アラブの春から3年たった中東地域の行く末を占えるかどうかは、この2つの違いが分かるか否かにかかっている。
イラク中部の都市ファッルージャとラマーディは、激しい戦いの結果、イスラム過激派組織に占領された。レバノンのベイルートではイラン大使館の前やヒズボッラーの拠点でも爆破テロにより、多くが死傷し、反シリア体制派のジャーナリストも暗殺されている。また、エジプトの地方都市では爆弾が爆発し、多くの無辜の市民が犠牲になった。そして、リビアでは、あふれる武器によって、テロや襲撃事案も頻繁に起きている。
とりわけ、シリアでは戦闘がいたるところで継続し、死傷者の数ももはや集計できない状態だ。シリアでの犠牲者数を確認できないことから、スイスでのシリア和平会議を前に、国際機関はすでに死傷者数を推定することも放棄してしまった。

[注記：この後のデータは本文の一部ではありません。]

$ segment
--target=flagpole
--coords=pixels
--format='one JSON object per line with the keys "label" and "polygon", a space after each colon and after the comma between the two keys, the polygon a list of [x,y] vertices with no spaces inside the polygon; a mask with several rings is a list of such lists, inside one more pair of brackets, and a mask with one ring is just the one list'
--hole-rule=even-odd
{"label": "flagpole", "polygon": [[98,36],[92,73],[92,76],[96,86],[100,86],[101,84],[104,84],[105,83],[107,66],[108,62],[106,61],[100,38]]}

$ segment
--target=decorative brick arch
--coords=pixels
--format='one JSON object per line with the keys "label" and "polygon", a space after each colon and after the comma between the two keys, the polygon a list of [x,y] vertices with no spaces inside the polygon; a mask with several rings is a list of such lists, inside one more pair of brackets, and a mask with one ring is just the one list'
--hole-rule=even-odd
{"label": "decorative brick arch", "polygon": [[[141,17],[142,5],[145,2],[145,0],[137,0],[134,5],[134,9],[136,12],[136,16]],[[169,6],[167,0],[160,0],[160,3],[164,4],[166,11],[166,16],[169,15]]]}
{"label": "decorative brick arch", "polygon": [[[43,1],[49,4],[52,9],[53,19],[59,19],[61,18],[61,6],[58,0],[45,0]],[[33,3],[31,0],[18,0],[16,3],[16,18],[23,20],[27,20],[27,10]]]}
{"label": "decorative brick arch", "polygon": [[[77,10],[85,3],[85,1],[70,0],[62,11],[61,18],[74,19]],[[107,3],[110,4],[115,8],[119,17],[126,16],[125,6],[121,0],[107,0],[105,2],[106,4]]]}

中東における「人殺し」には、それを行う理由が間違いなくある。しかし、中東地域の未来を塗り替える可能性がある、意味のある「人殺し」はめったにない。だからこそ、人は多くの意味のない殺戮にとまどいを覚え、悲嘆にくれる。
「トーフー・ボーフー」(混沌)こそが次の秩序を生む
中東地域は、今どこに向かおうとしているのか。
「革命」から3年が経った今、不完全だが、その最初の答えを出せる時期がようやくやって来たと筆者は考えている。
なぜなら、相次ぐ殺戮の中で、中東地域の混沌がまさにその佳境に達しようとしているからだ。そして、多くの人殺し、すなわち意味のないノイズの中から、意味のあるシグナルがようやく生まれようとしているからだ。少し逆説的だが、中東地域にとっては、混沌こそが次の秩序を生むために必要な営みなのだ。